ShieldX/manovyadh-1.1B-v1-chat is a 1.1 billion parameter language model developed by ShieldX, specifically fine-tuned for mental health counseling. It is based on the TinyLlama/TinyLlama-1.1B-Chat-v1.0 architecture and aims to provide empathetic and supportive responses to users discussing their feelings and challenges. The model's primary objective is to assist in coping with stress and improving mental health.

Key Capabilities

  • Mental Health Counseling: Fine-tuned on a mental health counseling dataset to offer empathetic listening and helpful suggestions.
  • Empathetic Interaction: Designed to respond with compassion and support, focusing on user needs and goals.
  • Base Model for Further Finetuning: Can serve as a foundational model for additional specialized fine-tuning.

Training Details

The model was fine-tuned from TinyLlama/TinyLlama-1.1B-Chat-v1.0 using the ShieldX/manovyadh-3.5k dataset. Training involved 400 steps with a learning rate of 2.5e-05, a batch size of 2 (accumulated to 8), and an Adam optimizer. The final training loss achieved was 1.8587.

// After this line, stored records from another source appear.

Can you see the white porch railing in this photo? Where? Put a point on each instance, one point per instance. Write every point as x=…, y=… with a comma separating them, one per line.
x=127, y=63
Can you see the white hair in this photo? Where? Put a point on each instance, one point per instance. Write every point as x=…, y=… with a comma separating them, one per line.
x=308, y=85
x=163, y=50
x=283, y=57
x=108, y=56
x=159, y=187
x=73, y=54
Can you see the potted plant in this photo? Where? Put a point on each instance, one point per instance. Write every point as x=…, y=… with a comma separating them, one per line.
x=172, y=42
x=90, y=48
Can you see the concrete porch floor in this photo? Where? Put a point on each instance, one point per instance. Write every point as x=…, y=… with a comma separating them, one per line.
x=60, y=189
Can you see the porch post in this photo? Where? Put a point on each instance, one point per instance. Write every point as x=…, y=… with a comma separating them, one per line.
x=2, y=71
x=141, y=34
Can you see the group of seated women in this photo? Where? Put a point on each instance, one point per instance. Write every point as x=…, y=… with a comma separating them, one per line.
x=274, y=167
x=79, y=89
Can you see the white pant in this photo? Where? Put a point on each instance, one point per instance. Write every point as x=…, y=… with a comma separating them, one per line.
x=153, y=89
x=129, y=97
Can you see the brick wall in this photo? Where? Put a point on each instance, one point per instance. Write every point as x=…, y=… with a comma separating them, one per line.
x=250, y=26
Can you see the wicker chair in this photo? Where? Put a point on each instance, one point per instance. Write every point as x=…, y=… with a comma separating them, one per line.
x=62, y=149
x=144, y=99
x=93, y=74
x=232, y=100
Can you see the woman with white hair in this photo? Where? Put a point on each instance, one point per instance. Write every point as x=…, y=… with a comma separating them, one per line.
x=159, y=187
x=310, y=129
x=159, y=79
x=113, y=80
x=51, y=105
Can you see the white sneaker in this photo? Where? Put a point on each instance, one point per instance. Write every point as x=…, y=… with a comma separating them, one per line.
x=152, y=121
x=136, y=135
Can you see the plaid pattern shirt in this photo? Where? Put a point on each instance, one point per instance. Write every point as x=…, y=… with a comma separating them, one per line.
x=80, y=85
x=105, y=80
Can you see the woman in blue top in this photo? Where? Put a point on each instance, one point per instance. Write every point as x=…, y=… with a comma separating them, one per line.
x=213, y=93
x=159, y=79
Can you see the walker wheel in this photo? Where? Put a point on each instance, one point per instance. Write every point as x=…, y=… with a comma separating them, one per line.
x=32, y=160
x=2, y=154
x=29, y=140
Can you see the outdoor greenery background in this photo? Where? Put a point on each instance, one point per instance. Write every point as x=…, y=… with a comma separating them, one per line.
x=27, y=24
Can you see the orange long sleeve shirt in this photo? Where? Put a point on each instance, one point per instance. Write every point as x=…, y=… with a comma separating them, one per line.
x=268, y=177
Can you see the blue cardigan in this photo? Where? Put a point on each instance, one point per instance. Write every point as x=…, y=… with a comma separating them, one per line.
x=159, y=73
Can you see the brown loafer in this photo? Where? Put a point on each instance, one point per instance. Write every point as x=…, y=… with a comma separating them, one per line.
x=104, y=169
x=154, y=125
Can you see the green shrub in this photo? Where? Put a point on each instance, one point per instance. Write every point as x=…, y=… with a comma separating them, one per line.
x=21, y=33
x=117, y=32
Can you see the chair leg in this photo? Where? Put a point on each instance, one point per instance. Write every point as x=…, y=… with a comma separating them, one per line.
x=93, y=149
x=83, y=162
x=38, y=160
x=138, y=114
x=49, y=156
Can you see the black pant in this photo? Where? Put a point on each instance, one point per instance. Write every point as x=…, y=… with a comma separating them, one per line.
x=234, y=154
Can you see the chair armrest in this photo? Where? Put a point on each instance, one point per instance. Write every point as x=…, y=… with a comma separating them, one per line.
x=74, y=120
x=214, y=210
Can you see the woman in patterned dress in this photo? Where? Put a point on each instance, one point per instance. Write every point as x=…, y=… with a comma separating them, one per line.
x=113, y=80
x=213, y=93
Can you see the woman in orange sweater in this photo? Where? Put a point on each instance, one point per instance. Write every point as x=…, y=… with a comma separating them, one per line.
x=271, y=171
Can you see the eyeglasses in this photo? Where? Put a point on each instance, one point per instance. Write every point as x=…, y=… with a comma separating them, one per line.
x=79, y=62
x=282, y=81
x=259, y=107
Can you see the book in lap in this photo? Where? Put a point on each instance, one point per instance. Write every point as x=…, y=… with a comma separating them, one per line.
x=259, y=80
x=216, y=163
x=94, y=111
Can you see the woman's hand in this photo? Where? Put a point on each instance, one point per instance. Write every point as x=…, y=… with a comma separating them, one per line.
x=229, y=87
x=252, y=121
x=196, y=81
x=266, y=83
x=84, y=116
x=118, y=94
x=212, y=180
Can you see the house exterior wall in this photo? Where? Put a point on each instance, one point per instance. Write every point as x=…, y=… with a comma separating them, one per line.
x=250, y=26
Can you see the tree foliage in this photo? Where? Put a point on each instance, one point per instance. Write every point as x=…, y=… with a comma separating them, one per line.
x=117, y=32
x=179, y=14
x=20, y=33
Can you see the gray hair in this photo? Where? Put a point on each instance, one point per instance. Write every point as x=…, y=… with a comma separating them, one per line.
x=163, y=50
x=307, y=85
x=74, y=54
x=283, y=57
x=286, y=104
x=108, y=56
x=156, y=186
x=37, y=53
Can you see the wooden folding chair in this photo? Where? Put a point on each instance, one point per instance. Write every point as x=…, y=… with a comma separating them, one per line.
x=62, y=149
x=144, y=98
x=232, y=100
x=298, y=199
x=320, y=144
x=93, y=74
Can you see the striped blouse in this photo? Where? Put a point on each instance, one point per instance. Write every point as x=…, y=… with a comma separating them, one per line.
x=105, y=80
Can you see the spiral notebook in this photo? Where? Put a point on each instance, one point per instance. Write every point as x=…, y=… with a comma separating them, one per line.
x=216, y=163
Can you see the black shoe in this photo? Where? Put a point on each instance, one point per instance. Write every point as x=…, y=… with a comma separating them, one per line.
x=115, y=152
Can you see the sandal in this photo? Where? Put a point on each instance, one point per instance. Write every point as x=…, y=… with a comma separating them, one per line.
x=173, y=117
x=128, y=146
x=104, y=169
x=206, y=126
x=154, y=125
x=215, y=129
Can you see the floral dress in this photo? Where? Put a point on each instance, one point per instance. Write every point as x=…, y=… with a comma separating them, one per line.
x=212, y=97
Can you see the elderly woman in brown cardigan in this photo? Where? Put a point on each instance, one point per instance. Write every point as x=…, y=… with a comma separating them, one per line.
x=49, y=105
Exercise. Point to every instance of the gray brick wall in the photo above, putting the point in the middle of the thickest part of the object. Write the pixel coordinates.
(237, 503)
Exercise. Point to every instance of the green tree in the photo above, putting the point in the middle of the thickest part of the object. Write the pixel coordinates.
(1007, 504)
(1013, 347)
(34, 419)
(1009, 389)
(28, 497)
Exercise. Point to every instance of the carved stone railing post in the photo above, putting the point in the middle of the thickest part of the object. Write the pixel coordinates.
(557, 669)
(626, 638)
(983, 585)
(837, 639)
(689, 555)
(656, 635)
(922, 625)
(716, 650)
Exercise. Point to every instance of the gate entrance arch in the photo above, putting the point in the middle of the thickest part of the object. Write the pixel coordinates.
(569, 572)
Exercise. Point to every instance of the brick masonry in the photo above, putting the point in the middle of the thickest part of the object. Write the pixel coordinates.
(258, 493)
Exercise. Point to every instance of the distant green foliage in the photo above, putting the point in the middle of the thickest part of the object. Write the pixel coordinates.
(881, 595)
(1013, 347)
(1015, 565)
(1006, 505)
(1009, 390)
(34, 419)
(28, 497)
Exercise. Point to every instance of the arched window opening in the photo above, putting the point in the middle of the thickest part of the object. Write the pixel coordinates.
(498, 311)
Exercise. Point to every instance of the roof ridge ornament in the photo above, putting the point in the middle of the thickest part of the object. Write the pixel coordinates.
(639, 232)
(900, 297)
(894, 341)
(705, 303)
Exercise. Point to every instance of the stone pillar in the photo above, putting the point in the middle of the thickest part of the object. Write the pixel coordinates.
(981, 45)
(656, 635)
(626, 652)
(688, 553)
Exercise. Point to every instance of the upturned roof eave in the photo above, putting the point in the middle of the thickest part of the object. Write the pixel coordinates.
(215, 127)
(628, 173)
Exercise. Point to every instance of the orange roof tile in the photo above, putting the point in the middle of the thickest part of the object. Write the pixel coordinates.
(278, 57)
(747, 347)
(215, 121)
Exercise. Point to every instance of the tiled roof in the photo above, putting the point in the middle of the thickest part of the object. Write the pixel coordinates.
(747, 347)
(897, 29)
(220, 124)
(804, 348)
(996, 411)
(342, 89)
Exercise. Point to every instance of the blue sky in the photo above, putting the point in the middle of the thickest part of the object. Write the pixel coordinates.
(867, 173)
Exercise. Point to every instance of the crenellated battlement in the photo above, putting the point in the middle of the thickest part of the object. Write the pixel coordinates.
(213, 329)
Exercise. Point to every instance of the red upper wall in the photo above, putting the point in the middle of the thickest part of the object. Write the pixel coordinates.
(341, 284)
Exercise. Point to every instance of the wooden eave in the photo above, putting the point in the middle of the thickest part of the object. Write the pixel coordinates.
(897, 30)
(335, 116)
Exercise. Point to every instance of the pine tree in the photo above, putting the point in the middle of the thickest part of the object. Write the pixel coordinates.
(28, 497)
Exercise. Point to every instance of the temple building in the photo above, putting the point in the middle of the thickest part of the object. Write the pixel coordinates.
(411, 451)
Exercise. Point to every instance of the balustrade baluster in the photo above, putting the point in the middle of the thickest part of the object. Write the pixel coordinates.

Limitations and Out-of-Scope Uses

It is crucial to note that this model is not intended for production purposes or real-life health applications. It should not be used to generate text for research or academic purposes related to health. Users should be aware of potential biases and fairness issues inherent in language models, which may include disturbing and harmful stereotypes.

When to Use This Model

  • As a base model for further experimental fine-tuning in mental health domains.
  • For developing demo web or mobile applications to showcase AI-powered empathetic responses.
  • For educational or exploratory purposes to understand the application of LLMs in mental health support.